Agence France-Presse

Le décollage est désormais prévu le 30 juillet à 14 h 53. Si tout se passe comme prévu, la capsule devrait s’amarrer à l’ISS le jour suivant.  

« La nouvelle fenêtre de lancement résulte du calendrier des véhicules visitant la Station spatiale, de la préparation de Starliner, et de la disponibilité de la fusée Atlas V de United Launch Alliance », qui lance la capsule, a déclaré la NASA dans un communiqué.  

« Boeing va également continuer à travailler sur les logiciels pour son premier vol avec des astronautes […] jusqu’au milieu de l’été », a précisé l’Agence spatiale américaine.

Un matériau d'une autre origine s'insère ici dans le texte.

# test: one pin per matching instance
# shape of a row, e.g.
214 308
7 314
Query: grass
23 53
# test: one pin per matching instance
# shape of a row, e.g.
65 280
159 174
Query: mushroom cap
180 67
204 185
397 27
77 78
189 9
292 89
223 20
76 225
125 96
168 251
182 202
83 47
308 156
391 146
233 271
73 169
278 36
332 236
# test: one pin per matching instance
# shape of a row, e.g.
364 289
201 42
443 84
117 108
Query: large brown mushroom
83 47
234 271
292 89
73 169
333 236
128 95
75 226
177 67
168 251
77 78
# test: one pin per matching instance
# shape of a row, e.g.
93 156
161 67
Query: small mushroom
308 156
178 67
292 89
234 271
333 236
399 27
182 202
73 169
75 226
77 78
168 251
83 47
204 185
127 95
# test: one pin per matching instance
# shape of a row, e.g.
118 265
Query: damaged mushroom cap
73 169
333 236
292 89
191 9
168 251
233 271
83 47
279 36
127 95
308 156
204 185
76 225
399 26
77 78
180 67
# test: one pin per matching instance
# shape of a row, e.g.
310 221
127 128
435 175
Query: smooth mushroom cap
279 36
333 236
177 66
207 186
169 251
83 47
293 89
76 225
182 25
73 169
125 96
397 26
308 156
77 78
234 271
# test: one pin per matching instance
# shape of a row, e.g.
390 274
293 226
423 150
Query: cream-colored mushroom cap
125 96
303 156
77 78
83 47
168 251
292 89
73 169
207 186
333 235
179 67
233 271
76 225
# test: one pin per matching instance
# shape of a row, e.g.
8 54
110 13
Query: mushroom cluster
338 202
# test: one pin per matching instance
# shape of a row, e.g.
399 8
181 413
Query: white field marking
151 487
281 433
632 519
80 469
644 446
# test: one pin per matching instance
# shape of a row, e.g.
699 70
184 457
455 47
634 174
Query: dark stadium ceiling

Un test habité de Starliner est prévu par la suite, normalement en septembre.

« Boeing s’engage à transporter de façon sûre et viable des équipages et des approvisionnements depuis et vers des destinations en orbite basse de la Terre », a déclaré Boeing dans un communiqué.  

En décembre 2019, lors d’un premier vol d’essai, la capsule n’avait pas réussi à s’amarrer à l’ISS, et était revenue sur Terre prématurément, un revers pour ce géant de l’industrie aérospatiale.

La NASA avait ensuite établi une longue liste de recommandations à Boeing, qui concernaient en premier lieu les logiciels de bord, à l’origine du problème principal lors de ce premier vol d’essai.

Boeing s’est ainsi largement fait distancer par SpaceX, l’autre entreprise choisie par la NASA pour que les États-Unis puissent relancer des astronautes vers l’ISS depuis leur sol, ce qu’ils ne pouvaient plus faire depuis 2011.

Mais SpaceX a désormais acheminé pas moins de 10 astronautes vers la Station spatiale à bord de son propre vaisseau Crew Dragon.